Three senators – Amy Klobuchar, D-Minn.; Richard Blumenthal, D-Conn.; and Cory Booker, D-N.J. – already have urged the Federal Trade Commission to investigate.
“This merger raises considerable antitrust concerns,” they wrote to FTC Chair Lina Khan. “The grocery industry is essential to daily life, and Americans need the benefits that robust competition brings, namely lower prices, higher quality, and innovation.”
Sen. Mike Lee (Utah), the top Republican on the Senate Judiciary Committee’s antitrust panel, joined in their concern, saying in a statement that he would “do everything in my power to ensure our antitrust laws are robustly enforced to protect consumers from anticompetitive mergers that could further exacerbate the financial strain we already feel in the grocery store checkout aisle.”
The company has responded that, to the contrary, the larger company will be stronger and benefit everyone.
“Our planned combination with Kroger will provide significant benefits to consumers, associates, and communities and offers a compelling alternative to larger and non-union competitors,” Albertson’s said in a statement.
While the multibillion-dollar payout for shareholders was announced in connection with the merger plan, it will go forward regardless of whether the merger wins approval from regulators, company officials said. The payout and the lawsuits may be just the first battle in what could be an extended war over the deal.
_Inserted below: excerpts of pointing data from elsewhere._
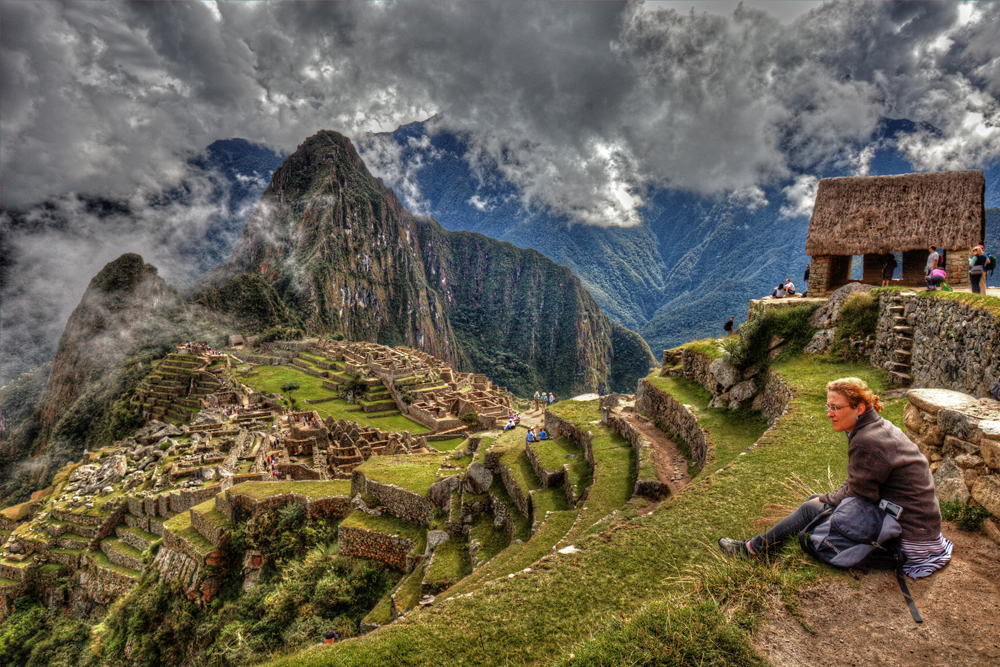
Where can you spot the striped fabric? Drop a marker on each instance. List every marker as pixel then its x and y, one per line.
pixel 925 558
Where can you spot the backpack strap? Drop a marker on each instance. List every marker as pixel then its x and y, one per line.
pixel 901 578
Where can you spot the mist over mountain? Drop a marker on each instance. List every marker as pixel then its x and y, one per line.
pixel 51 250
pixel 693 260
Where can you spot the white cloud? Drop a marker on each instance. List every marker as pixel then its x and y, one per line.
pixel 801 195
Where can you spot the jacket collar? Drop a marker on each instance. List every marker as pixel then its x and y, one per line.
pixel 869 417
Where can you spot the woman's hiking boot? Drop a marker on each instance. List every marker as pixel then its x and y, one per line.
pixel 735 548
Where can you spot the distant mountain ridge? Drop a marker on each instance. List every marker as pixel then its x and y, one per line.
pixel 693 262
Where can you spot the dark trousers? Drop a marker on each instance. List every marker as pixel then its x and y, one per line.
pixel 790 525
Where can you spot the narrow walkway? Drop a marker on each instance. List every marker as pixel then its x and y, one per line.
pixel 671 466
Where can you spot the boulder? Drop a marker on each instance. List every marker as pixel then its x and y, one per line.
pixel 724 373
pixel 821 340
pixel 933 400
pixel 436 538
pixel 440 492
pixel 949 482
pixel 478 478
pixel 986 492
pixel 827 314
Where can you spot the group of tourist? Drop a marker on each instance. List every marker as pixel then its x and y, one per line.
pixel 533 437
pixel 542 399
pixel 513 419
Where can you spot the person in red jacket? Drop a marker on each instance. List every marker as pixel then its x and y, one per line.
pixel 882 463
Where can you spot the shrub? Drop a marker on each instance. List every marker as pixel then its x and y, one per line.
pixel 968 518
pixel 858 320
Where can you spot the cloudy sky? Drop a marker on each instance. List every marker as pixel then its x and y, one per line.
pixel 584 105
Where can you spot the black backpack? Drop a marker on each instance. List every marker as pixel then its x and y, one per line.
pixel 857 534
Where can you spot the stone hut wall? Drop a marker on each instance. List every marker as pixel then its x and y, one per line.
pixel 401 503
pixel 557 427
pixel 955 346
pixel 546 477
pixel 360 543
pixel 648 487
pixel 518 495
pixel 679 418
pixel 960 436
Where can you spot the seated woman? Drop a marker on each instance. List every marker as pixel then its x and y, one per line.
pixel 882 463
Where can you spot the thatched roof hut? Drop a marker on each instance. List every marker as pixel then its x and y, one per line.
pixel 880 214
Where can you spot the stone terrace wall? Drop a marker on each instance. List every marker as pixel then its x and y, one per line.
pixel 557 427
pixel 648 488
pixel 519 495
pixel 955 346
pixel 360 543
pixel 661 405
pixel 773 400
pixel 547 478
pixel 960 436
pixel 401 503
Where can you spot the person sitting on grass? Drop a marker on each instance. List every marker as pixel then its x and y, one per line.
pixel 882 464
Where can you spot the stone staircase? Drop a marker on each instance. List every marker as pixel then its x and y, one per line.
pixel 173 390
pixel 899 370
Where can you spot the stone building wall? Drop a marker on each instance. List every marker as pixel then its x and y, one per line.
pixel 664 407
pixel 955 346
pixel 401 503
pixel 361 543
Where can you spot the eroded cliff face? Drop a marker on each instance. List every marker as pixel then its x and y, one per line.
pixel 117 313
pixel 346 256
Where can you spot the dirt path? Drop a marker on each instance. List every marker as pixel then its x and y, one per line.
pixel 671 466
pixel 869 623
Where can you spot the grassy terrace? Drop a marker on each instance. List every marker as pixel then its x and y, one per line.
pixel 510 445
pixel 310 489
pixel 415 472
pixel 388 525
pixel 553 454
pixel 181 526
pixel 271 378
pixel 449 564
pixel 633 562
pixel 731 432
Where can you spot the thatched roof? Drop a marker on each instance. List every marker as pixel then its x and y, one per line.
pixel 880 214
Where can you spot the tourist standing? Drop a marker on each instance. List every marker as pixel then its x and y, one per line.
pixel 977 269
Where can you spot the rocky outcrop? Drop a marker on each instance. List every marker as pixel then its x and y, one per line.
pixel 346 256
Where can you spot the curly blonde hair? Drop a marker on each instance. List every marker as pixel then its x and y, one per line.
pixel 856 391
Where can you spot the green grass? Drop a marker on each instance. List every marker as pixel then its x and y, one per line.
pixel 271 378
pixel 707 346
pixel 633 561
pixel 415 472
pixel 449 564
pixel 553 454
pixel 309 489
pixel 387 524
pixel 492 539
pixel 101 559
pixel 730 431
pixel 181 526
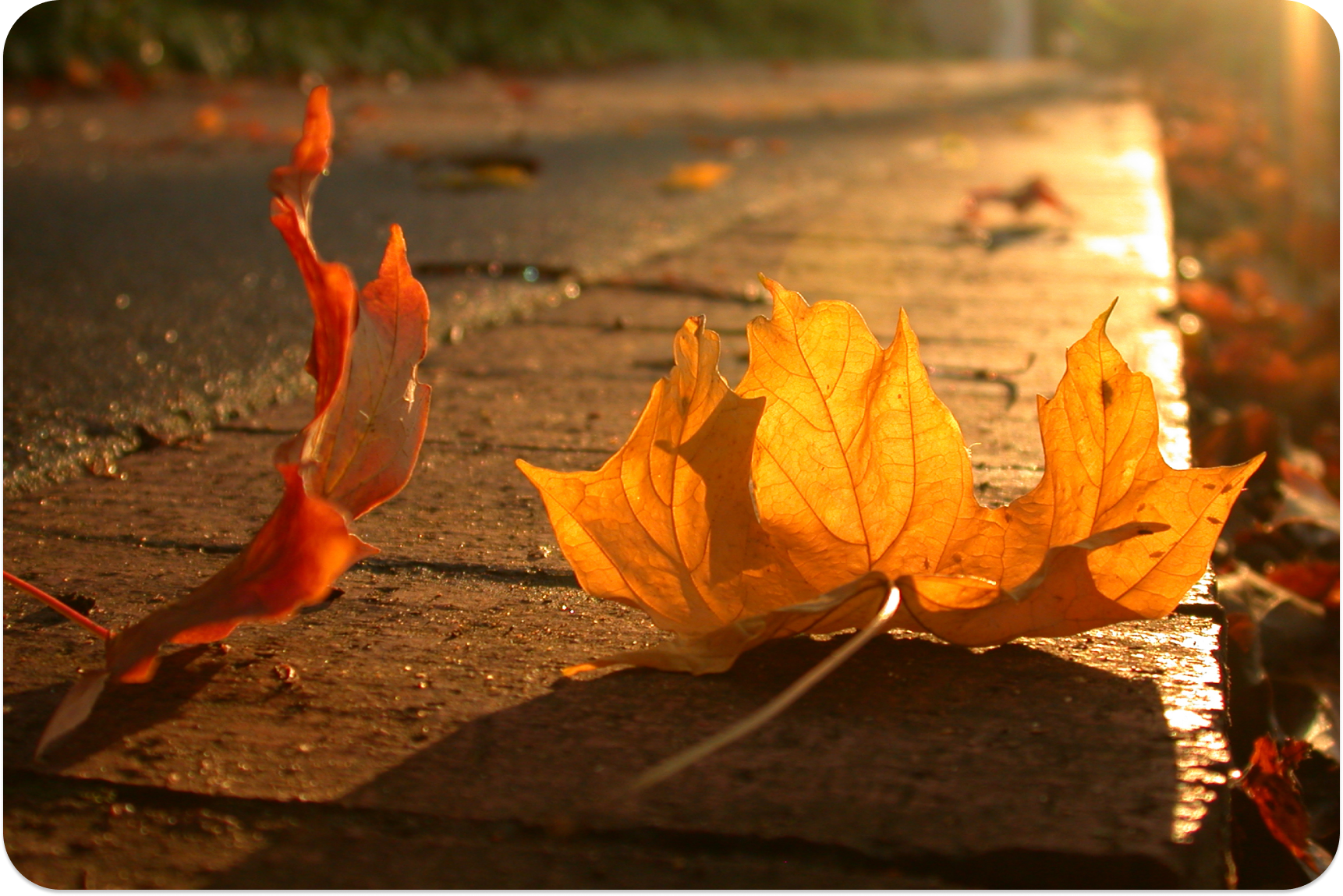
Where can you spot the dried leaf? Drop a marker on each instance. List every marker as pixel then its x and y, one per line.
pixel 696 176
pixel 357 452
pixel 857 469
pixel 1270 782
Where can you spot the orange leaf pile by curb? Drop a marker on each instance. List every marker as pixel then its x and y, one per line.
pixel 734 516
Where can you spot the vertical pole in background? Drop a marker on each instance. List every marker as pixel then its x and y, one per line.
pixel 1311 101
pixel 1013 37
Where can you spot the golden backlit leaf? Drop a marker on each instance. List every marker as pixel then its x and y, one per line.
pixel 859 480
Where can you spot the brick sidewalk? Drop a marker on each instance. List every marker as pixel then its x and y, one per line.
pixel 420 715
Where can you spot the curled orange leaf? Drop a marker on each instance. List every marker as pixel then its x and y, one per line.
pixel 357 450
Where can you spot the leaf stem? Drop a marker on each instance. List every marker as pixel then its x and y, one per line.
pixel 59 606
pixel 668 767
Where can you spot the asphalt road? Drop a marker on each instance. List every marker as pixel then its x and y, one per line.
pixel 147 297
pixel 159 301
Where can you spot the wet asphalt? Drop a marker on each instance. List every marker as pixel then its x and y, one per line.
pixel 154 300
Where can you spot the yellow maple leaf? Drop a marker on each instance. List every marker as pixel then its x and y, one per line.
pixel 831 489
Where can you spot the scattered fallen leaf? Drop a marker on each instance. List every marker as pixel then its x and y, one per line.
pixel 210 120
pixel 696 176
pixel 835 460
pixel 357 450
pixel 1270 782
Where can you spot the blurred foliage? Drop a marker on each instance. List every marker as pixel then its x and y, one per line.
pixel 1231 37
pixel 431 37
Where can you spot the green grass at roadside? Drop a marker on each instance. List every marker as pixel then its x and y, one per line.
pixel 434 37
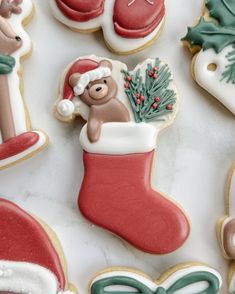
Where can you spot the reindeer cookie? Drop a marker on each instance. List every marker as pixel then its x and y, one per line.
pixel 212 42
pixel 31 258
pixel 128 25
pixel 124 111
pixel 226 229
pixel 17 141
pixel 193 278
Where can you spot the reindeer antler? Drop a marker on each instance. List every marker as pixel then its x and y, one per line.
pixel 7 7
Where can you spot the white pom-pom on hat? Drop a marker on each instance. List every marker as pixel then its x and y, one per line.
pixel 65 108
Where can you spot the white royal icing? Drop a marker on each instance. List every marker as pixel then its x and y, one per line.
pixel 66 108
pixel 212 80
pixel 194 288
pixel 90 76
pixel 18 107
pixel 13 159
pixel 106 22
pixel 27 278
pixel 121 138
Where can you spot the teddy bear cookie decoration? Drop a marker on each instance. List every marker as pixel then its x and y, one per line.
pixel 124 111
pixel 17 141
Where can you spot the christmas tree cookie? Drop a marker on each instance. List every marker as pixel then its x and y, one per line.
pixel 31 258
pixel 125 111
pixel 212 41
pixel 193 278
pixel 226 230
pixel 128 25
pixel 17 141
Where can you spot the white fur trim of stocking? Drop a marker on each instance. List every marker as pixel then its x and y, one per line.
pixel 90 76
pixel 65 108
pixel 23 277
pixel 121 138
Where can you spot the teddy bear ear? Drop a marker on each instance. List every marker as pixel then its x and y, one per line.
pixel 106 63
pixel 74 79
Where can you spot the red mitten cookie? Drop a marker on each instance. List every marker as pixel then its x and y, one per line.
pixel 125 112
pixel 17 140
pixel 128 25
pixel 31 259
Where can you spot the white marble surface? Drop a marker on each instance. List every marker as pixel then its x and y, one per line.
pixel 194 155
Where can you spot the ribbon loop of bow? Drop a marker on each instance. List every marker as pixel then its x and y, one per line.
pixel 189 279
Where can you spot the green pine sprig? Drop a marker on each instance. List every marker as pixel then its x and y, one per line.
pixel 149 96
pixel 229 73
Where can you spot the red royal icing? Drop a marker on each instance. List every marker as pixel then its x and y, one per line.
pixel 23 239
pixel 116 194
pixel 80 66
pixel 18 144
pixel 139 19
pixel 80 10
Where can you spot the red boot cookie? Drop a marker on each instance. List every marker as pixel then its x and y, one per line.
pixel 29 258
pixel 77 11
pixel 17 141
pixel 124 112
pixel 144 16
pixel 128 25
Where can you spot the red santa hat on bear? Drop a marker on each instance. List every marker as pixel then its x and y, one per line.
pixel 29 262
pixel 89 71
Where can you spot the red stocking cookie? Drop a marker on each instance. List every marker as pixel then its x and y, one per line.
pixel 31 259
pixel 128 25
pixel 17 140
pixel 125 112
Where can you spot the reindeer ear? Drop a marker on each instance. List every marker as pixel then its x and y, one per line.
pixel 74 79
pixel 106 63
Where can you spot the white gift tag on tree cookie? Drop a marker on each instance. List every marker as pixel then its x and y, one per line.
pixel 213 41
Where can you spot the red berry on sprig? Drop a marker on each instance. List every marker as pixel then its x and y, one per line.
pixel 157 99
pixel 126 85
pixel 169 107
pixel 155 106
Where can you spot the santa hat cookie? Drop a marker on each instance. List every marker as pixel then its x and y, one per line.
pixel 29 262
pixel 86 71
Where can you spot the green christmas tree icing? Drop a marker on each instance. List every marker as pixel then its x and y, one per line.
pixel 149 96
pixel 216 34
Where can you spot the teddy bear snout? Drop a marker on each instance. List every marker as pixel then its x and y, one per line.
pixel 98 91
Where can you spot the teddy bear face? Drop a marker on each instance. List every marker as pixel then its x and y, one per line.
pixel 99 91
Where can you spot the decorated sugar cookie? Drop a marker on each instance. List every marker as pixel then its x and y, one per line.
pixel 226 229
pixel 212 41
pixel 125 111
pixel 17 140
pixel 31 259
pixel 191 278
pixel 128 25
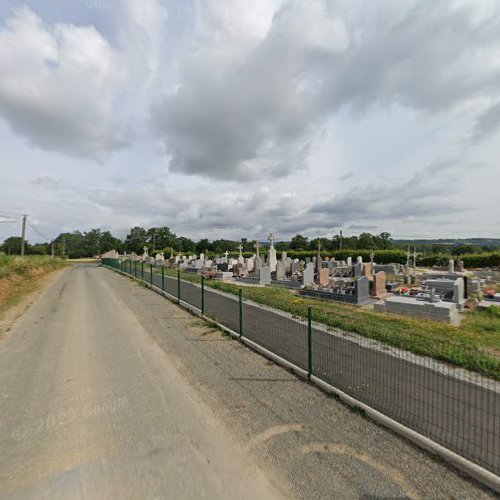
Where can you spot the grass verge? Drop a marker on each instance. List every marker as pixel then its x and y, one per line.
pixel 475 345
pixel 19 276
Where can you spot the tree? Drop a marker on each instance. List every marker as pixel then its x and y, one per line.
pixel 366 241
pixel 282 246
pixel 184 244
pixel 203 245
pixel 136 239
pixel 299 242
pixel 160 237
pixel 12 245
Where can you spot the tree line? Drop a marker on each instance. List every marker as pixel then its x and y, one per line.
pixel 78 244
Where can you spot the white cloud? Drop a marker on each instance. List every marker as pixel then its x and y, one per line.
pixel 58 84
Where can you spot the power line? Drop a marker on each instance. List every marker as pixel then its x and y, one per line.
pixel 36 231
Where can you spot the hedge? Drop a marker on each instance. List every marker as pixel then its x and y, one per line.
pixel 487 259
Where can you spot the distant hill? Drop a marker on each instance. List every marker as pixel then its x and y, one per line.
pixel 490 242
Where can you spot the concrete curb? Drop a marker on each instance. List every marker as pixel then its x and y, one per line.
pixel 473 470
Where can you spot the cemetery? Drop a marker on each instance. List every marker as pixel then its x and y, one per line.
pixel 438 294
pixel 422 309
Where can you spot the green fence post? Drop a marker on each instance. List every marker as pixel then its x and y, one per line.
pixel 178 286
pixel 309 342
pixel 240 296
pixel 202 294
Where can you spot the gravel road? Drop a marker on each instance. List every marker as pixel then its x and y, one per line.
pixel 110 391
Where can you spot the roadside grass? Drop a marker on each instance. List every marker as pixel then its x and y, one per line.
pixel 474 345
pixel 20 276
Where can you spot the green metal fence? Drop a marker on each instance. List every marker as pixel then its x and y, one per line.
pixel 461 413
“Private equity firms have a long track record of being extractive – that is, extracting wealth from their portfolio companies,” said Carter Dougherty, spokesman for the Americans for Financial Reform, which advocates for regulation of private equity. “When you see Cerberus shaking $4 billion out of a company in a difficult industry like groceries, it’s not out of bounds to say this is yet another episode of industry abuses.”